HUNTSVILLE, Texas—Condemned inmate Ronald Ray Howard remembers the Texas state trooper pulling him over, then walking up to the side of his sport utility vehicle as gangsta rap music played on the radio.
“How you doing?” Trooper Bill Davidson said to the then 18-year-old Houston man.
“But I was already in motion,” Howard recalled Wednesday from a small cage in the visiting area of death row at a prison outside Livingston. “I’d already shot as I hear him saying that.”
Within hours, Howard was caught in Victoria, not far from the shooting scene along U.S. Highway 59 near Edna. He wrecked the SUV, which he had stolen, by crashing it into a house, then tried to flee on foot.
When Davidson, 43, died three days later after never regaining consciousness from the 9 mm bullet wound to the neck, Howard was charged with capital murder.
Howard was set to die Thursday evening.
The music blaring from the radio made the slaying more notorious. At Howard’s trial, his lawyers blamed hours and hours of incessant gangsta rap music—with lyrics advocating the death of police officers—as contributing to his actions. The defense sparked a national debate on the violence-laden anti-police music and censorship..
“He grew up in the ghetto and disliked police and these were his heroes, these rappers . . . telling him if you’re pulled over, just blast away,” his trial attorney, Allen Tanner, recalled last week. “It affected him. That was a totally valid serious defense. It really was.”

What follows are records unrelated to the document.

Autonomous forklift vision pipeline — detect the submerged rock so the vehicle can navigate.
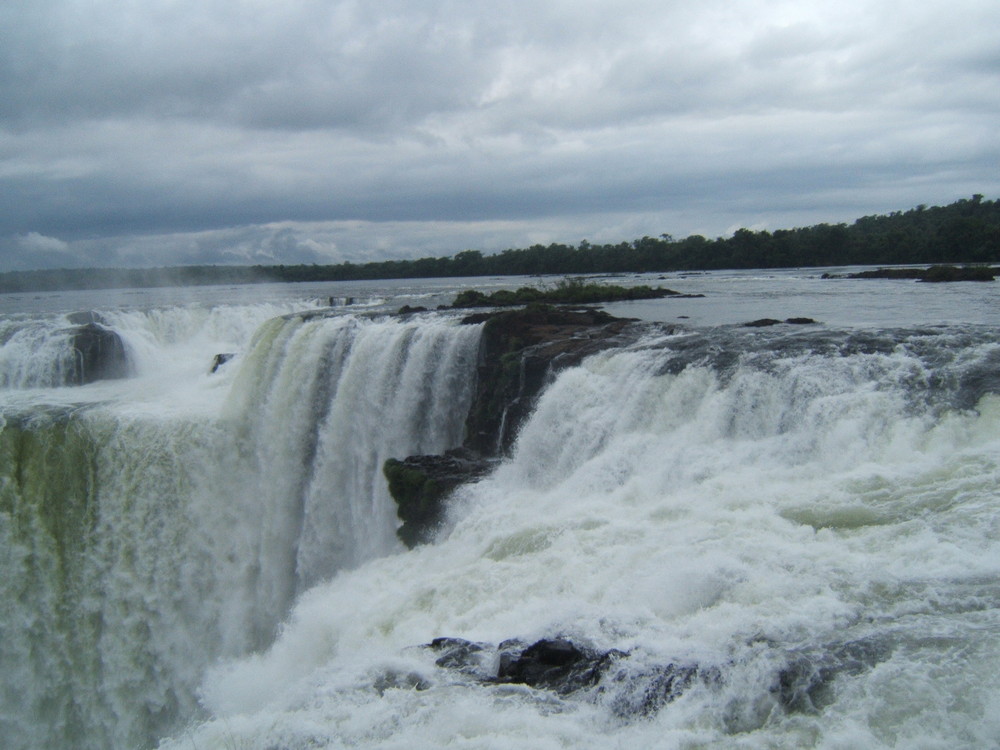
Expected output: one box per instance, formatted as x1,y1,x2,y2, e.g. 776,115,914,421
743,318,817,328
66,322,128,385
383,305,648,548
208,352,236,374
464,305,635,456
424,637,892,720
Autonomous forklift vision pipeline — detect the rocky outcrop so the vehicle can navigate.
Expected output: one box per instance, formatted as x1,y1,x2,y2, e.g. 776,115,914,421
383,305,648,547
743,318,816,328
422,637,892,719
822,265,1000,283
464,305,635,456
382,449,496,548
66,322,128,385
425,638,704,717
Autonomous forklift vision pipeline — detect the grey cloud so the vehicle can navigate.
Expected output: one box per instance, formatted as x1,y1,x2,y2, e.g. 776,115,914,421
0,0,1000,265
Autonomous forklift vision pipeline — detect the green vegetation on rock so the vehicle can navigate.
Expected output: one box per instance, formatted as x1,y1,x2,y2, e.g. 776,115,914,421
451,279,679,307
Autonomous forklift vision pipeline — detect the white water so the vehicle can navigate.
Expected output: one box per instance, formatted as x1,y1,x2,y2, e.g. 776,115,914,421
167,326,1000,748
0,306,478,748
0,276,1000,750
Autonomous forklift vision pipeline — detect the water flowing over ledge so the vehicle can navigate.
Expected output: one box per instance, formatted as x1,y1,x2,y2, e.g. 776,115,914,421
0,282,1000,748
0,308,479,748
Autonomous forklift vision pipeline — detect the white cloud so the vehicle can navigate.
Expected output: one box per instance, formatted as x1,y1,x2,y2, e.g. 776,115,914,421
0,0,1000,264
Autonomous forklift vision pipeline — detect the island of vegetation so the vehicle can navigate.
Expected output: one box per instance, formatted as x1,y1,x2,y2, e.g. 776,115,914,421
451,279,692,307
823,266,1000,283
0,194,1000,292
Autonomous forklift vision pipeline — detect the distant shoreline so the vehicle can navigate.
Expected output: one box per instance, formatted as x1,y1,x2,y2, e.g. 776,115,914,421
0,195,1000,294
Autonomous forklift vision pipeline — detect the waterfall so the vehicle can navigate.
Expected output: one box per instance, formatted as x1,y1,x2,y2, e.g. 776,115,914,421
0,314,479,748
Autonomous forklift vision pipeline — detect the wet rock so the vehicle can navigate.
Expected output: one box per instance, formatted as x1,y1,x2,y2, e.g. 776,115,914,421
497,638,612,695
463,305,635,456
743,318,817,328
66,310,108,326
383,305,648,548
382,449,496,549
822,265,1000,283
66,322,128,385
772,638,892,713
209,352,236,374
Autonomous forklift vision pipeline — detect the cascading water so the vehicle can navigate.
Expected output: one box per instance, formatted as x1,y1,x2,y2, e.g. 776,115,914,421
0,309,479,748
166,328,1000,748
0,272,1000,750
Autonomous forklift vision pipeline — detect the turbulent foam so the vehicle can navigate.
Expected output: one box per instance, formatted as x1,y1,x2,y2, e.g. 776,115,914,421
0,314,479,748
168,331,1000,748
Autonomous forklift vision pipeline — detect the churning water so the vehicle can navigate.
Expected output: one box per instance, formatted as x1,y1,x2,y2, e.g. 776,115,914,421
0,274,1000,749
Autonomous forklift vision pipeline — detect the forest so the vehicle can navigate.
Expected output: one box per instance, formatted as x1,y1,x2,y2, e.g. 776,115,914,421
0,194,1000,292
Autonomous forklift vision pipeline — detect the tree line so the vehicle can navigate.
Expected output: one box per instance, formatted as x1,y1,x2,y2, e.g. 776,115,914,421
0,194,1000,292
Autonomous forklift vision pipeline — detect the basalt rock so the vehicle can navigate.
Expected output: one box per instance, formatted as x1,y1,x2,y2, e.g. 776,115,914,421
426,638,700,718
66,321,128,385
382,448,496,549
208,352,236,374
743,318,817,328
383,305,648,548
464,305,635,456
424,637,892,720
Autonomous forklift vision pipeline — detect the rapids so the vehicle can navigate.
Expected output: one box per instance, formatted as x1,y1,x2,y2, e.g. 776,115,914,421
0,272,1000,750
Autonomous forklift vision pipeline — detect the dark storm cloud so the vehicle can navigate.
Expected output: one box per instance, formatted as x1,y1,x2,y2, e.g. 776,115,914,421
0,0,1000,268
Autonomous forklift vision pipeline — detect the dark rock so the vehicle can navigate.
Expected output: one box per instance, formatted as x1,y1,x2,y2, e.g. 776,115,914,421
743,318,817,328
427,638,700,717
372,671,430,695
383,305,635,548
428,638,494,681
823,265,1000,283
463,305,635,456
382,448,496,549
66,322,128,385
209,352,236,374
66,310,108,326
497,638,605,695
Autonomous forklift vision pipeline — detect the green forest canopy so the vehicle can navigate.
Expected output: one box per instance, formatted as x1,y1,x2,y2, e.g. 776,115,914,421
0,195,1000,292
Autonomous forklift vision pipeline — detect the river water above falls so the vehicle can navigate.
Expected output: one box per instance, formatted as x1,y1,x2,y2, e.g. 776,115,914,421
0,271,1000,748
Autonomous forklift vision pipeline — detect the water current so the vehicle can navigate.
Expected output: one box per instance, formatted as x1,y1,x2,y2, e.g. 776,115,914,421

Howard told a grand jury he was listening to “Soulja’s Story” by Tupac Shakur before he shot Davidson. The song makes references to a young black male being pulled over by police, remembering Rodney King whose videotaped beating by Los Angeles police led to deadly riots in 1992, then opening fire on an officer. Shakur was gunned down in 1996 in Las Vegas, a slaying that remains unsolved.